Sonia Nazario

LOS ANGELES (WOMENSENEWS)–The idea for Sonia Nazario’s Pulitzer Prize-winning account of Central American immigrant children who risk their lives to reunite with their mothers in the States came from inside her own home.

Eight years ago, Carmen Ferrez, a 37-year-old housekeeper from Guatemala, asked the 45-year-old Latina journalist a question she had been hearing for years.

“Misses Sonia,” she asked one day after finishing her work, “when are you going to have a baby?”

Nazario, an award-winning projects reporter for the Los Angeles Times answered evasively. Then, in true journalist fashion, she turned the question on her long-time housekeeper.

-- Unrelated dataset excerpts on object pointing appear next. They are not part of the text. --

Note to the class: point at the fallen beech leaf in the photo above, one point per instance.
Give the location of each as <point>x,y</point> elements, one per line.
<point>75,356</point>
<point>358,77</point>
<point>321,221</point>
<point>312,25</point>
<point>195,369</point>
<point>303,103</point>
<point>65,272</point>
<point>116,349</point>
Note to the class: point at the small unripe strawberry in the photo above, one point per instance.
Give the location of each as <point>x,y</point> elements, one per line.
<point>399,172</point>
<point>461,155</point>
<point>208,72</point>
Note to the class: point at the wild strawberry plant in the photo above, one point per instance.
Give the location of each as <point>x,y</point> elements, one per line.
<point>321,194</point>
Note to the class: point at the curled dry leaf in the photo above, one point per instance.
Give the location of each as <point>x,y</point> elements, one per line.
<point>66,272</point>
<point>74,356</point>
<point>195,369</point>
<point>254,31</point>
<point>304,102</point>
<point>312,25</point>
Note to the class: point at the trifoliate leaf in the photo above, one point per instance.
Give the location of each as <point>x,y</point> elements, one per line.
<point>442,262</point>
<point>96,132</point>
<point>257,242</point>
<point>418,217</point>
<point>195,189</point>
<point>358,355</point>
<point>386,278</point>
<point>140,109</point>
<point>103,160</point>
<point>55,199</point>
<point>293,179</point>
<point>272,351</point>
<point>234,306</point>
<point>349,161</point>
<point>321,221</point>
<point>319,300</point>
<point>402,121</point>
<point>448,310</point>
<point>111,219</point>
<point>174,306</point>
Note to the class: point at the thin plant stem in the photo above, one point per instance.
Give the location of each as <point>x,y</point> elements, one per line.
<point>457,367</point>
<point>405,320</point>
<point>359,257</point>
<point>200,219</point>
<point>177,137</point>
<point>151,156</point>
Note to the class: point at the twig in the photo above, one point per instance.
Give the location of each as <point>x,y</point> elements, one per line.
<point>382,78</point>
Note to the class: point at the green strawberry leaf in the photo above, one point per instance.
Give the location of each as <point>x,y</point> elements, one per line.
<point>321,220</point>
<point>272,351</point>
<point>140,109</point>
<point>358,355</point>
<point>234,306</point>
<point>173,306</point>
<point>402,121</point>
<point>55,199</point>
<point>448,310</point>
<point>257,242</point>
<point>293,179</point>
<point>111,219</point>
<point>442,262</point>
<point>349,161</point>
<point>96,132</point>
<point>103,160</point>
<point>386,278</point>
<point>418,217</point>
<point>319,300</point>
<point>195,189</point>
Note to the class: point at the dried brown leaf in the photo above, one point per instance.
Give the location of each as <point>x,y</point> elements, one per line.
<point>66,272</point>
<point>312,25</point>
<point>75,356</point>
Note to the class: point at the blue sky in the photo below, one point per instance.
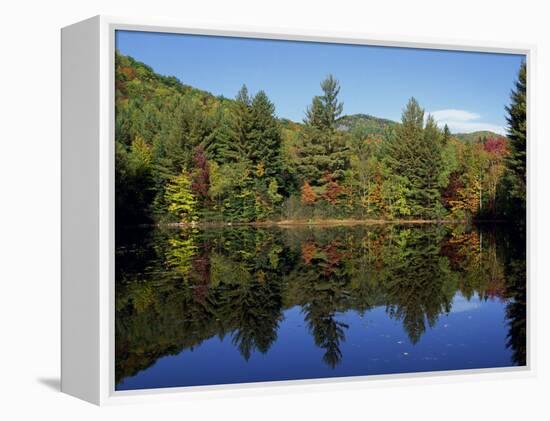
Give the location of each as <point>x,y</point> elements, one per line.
<point>468,91</point>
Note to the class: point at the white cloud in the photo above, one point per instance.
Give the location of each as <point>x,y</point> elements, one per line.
<point>462,121</point>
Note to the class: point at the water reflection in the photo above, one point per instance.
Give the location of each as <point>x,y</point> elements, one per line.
<point>177,289</point>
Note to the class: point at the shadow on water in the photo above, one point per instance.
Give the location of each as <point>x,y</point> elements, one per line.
<point>177,288</point>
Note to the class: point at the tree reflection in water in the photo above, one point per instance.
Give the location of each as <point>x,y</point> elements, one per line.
<point>178,288</point>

“Carmen just started sobbing and told me about the four children she left behind in Guatemala,” Nazario said during an interview at a Los Angeles Starbucks, wearing a green suit that set off her dark hair and bright eyes. “She told me how she missed them, how she couldn’t afford to feed them, and how she made the decision to come north so they could eat and maybe get to school past the third grade. She told me she hadn’t seen them in 12 years.”

Nazario, who had been writing for almost two decades on women, immigration, parents and children, knew she had her next big topic.

“I found that Carmen’s choice was incredibly common. How does a mother travel thousands of miles not knowing when she would see her children again? It put the question on my mind and a year later when Carmen’s son came up to finally see her, he told me there are these thousands of kids traveling on the tops of freight cars, clinging for their lives, just to see their mothers again.”

Enrique’s Journey

Nazario met one boy–she calls him Enrique–in Nuevo Laredo near the Texas-Mexico border. After hearing his story and the accounts of other child-immigrants she decided to recreate his journey into the United States.

“I traveled more than 1,600 miles, half of which was on top of freight trains,” Nazario said. “I hitchhiked from the same places he did and experienced many of the same dangers he did as well. I was in constant danger of being robbed or raped. But at the end of the ride, I would eat a meal or sleep in a bed. Enrique would go two days without water.”

For three months she traveled from Honduras to the U.S. border and risked her life hitchhiking and riding “el tren de la muerte”–the train of death–to parallel Enrique’s route.

Two years later she chronicled her ordeal in a series for the Los Angeles Times entitled “Enrique’s Journey.” For the book, published by Random House in February, she spent another three months on the road, this time with Enrique and his mother, Lourdes. (Nazario and her editors decided that publishing their last names would make them more identifiable to authorities.)

Nazario has made her career doing a lot of what she calls “fly-on-the-wall reporting,” where she experiences first-hand what she’s writing about and has drawn accolades.

But that style of reporting has also drawn fire.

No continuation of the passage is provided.